After my glasses adjusted and I could see again, I sat down my coat and umbrella at a table in a secluded part of the restaurant and proceeded to order at the steam table. The restaurant is pretty large and for the most part is one large open room filled with tables and chair (no booths). The décor is average, plain – ok, it's boring.

It's pretty hard to say if this place has been here 30 years or if it just opened yesterday. There is a bar, but it's pretty non-descript and seemingly misplaced near the back center of the room. There are televisions for when there's a game on and the Orinda Lions Club meets there once a week, keeping in the tradition of a hofbrau as a meeting place.

As far as the food goes, the usual standards were present but there didn't seem to be a wide variety of sides. This time I went with a roasted turkey leg, mashed potatoes and gravy, and green beans (the overcooked, mushy, salty, dead green kind).

The gravy on the potatoes was exceptionally good and perhaps the best I've had so far, while the green beans were as bad as they looked. That's too bad since green beans aren't that hard to cook and keep warm without overcooking.

You know, it's not that hofbrau food is all bad, some of it is actually simple and healthy (so long as you're not overeating, which is quiet hard to do in a hofbrau), but the cooking techniques are often stuck in the same time the hofbraus were when they first opened.

The turkey leg, for instance, was good; the meat dark and, because it was dark meat, not terribly dry. I only found that out, however, once I got to the meat through the leather-like skin. No kidding, that skin was so tough I couldn't even pull it apart with my bare hands. And frankly, you're looking at a skin eater. Crispy chicken skin, turkey skin, duck skin...it all makes me drool. Maybe I should've taken the skin with me and chewed on it like beef jerky?

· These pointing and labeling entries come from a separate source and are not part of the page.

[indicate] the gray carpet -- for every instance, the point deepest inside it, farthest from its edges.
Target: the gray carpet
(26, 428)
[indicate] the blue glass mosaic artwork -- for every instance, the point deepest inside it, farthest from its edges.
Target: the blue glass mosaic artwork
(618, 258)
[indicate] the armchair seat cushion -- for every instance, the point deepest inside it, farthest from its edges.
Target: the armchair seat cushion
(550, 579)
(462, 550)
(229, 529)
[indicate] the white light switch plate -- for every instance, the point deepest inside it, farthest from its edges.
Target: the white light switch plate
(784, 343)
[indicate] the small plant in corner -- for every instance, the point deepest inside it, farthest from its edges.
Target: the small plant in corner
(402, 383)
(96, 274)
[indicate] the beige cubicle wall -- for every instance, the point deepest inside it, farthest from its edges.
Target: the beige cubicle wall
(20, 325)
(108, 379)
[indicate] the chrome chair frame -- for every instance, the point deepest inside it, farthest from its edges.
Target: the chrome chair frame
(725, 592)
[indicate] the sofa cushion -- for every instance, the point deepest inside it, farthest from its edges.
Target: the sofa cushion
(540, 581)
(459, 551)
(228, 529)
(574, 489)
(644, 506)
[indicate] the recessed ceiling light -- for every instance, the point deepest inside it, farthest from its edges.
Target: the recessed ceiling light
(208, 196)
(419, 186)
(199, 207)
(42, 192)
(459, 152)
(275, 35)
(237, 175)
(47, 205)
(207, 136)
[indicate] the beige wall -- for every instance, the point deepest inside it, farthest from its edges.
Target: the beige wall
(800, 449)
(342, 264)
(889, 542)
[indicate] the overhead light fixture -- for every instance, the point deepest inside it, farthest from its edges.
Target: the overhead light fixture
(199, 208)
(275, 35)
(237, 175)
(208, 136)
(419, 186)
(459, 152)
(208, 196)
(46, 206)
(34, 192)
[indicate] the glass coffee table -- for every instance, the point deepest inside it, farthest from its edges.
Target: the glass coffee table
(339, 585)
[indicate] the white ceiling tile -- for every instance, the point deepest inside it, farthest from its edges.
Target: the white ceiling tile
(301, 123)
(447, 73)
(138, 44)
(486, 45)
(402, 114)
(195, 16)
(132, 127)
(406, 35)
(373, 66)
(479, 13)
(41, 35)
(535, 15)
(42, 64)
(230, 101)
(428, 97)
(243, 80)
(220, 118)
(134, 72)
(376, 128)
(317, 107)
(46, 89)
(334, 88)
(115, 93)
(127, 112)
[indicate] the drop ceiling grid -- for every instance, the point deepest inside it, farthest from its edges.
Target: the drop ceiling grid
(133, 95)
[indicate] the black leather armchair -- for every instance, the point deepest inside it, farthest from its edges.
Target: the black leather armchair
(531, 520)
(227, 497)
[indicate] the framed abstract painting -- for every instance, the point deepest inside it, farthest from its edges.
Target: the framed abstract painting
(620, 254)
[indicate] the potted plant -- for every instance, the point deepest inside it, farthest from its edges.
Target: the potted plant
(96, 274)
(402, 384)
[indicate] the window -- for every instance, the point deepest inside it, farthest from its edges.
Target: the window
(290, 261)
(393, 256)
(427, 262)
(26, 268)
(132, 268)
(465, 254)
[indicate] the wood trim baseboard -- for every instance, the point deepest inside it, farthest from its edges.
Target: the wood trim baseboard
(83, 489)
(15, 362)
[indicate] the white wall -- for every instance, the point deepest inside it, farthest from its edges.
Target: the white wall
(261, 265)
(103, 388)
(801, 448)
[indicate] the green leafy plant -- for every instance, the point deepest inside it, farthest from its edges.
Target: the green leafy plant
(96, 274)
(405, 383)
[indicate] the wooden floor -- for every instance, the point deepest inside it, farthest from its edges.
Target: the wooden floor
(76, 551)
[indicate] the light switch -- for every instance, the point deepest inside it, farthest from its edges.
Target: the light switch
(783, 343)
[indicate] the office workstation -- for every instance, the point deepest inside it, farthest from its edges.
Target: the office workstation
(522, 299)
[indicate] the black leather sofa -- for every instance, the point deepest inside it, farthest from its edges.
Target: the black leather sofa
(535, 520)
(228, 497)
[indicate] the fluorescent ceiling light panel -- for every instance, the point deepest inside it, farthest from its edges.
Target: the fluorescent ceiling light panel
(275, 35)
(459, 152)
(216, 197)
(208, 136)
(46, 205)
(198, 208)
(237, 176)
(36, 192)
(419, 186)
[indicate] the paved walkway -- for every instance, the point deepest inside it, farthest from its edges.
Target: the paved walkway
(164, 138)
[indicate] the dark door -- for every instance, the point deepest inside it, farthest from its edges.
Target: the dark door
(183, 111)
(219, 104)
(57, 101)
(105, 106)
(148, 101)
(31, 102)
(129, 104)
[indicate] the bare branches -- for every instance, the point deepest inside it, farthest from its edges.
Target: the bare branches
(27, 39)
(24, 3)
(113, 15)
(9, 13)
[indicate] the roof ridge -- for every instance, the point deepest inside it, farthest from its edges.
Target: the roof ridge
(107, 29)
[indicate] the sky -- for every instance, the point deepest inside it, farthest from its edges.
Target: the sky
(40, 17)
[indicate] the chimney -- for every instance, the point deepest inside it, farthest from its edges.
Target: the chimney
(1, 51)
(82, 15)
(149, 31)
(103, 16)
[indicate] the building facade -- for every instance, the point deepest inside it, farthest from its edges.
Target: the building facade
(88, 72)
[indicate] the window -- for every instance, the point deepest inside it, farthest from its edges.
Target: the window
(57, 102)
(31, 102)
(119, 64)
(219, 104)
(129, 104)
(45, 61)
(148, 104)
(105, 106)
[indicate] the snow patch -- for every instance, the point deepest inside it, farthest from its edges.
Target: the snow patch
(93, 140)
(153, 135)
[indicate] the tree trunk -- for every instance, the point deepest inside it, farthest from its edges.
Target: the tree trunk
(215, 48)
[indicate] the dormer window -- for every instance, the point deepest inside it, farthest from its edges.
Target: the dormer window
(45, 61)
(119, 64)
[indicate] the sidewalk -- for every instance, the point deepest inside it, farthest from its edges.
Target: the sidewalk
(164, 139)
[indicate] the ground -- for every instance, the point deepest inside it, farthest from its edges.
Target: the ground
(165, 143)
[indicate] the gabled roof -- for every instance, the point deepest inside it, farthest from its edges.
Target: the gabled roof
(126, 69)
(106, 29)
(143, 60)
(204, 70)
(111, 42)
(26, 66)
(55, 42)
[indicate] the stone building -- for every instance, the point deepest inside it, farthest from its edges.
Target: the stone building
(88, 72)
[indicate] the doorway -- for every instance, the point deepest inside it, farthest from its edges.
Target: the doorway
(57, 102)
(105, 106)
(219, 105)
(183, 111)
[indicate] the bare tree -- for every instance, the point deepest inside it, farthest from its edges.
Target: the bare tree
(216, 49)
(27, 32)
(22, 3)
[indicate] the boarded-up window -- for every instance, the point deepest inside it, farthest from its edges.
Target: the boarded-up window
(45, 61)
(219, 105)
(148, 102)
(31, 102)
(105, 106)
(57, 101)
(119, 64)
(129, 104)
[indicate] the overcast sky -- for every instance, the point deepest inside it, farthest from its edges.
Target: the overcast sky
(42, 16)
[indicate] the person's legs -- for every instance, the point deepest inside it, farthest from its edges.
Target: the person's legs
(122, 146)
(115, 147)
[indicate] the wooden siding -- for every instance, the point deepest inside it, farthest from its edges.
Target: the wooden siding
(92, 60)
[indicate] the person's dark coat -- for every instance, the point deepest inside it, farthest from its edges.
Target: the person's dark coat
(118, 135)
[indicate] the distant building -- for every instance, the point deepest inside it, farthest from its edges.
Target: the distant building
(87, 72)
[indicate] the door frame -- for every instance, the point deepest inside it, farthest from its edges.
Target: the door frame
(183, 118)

While it's great that the Europa hofbrau can still eek out an existence in Orinda and remain a low-priced solution for many people with children and senior citizens, I won't be taking the BART back out there in any foreseeable future. It's just not a special destination place for me, even with the temptation of picking some more oranges.

However, I wish them all the best.


PS Guess what?! Up until now there was no entry for "hofbrau" on Wikipedia, but someone was a little busy bee this past weekend and so I present you with this! Of course, it is Wikipedia, so make the necessary additions/corrections as you see fit. If any of you know how to make it that the title page, "hofbrau", can be distinguished not as a German restaurant but as a California-specific eatery, please do so!